Die wenigsten sind es gewohnt, nett zu sich zu sein. Gerade der Beginn, wenn es darum geht, sich selbst nicht zu be- oder zu verurteilen, sondern nur wahrzunehmen, was gerade ist, ist schwierig. Viele tappen dann schnell wieder in alte Muster und beginnen sich zu kritisieren. Eine Sache, die helfen kann, ist, sich selbst aus dem Blickwinkel unseres inneren Kinds zu betrachten. Wir alle haben nämlich eine Kinderversion von uns, die in uns lebt.
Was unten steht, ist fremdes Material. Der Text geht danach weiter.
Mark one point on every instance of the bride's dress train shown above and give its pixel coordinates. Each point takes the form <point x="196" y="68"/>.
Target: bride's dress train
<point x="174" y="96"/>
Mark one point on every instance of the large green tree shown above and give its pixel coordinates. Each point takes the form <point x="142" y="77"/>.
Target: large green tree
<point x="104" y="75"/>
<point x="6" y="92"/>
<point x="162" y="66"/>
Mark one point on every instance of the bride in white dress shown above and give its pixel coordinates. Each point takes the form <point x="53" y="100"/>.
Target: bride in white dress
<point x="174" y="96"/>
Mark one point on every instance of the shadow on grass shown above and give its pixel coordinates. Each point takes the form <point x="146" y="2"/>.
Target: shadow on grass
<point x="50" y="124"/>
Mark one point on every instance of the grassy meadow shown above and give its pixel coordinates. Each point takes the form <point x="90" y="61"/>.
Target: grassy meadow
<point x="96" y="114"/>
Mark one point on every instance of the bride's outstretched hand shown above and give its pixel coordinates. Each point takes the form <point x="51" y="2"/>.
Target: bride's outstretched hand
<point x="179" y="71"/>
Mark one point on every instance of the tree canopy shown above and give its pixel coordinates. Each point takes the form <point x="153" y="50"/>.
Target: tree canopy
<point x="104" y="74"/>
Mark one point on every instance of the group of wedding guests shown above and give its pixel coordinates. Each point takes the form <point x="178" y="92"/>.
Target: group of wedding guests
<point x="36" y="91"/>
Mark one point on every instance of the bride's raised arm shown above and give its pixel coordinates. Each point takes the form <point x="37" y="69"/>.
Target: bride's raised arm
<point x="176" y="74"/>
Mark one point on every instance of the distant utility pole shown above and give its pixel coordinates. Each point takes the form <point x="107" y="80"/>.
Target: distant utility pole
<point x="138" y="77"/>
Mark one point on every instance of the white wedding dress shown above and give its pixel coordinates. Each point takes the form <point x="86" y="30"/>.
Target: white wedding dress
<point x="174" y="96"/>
Nehmen wir folgendes Gedankenexperiment: Wie würden Sie reagieren, wenn ein Kind zu Ihnen kommt und sagt: „Niemand möchte mit mir zusammen sein“ oder „Die machen sich lustig über mich.“ Würden Sie es auslachen oder ihm sagen, dass das ganz klar ist, so furchtbar wie es ist? Natürlich nicht. Vielmehr würden Sie es liebevoll in Ihren Arm nehmen und es trösten. Wenn es Erwachsenen an Selbstmitgefühlt fehlt, kann es ihnen helfen, sich bewusst mit ihrem inneren Kind zu verbinden und herauszufinden, was es braucht.
Letztendlich geht es bei Selbstempathie nur darum, zu erkennen, was es heißt Mensch zu sein. Unbehagen, Stress, Enttäuschung, Verlust und Schmerz sind Teil der menschlichen Reise. Wenn wir nicht in der Lage sind, Platz für die Liebe und das Vertrauen für uns selbst zu machen, haben wir ein Problem. Denn Mensch zu sein heißt auch unvollkommen zu sein und Fehler zu machen. Erkennen Sie, dass Sie das Beste tun, das Sie können, mit dem, was Sie gerade haben und dass das bereits großartig ist.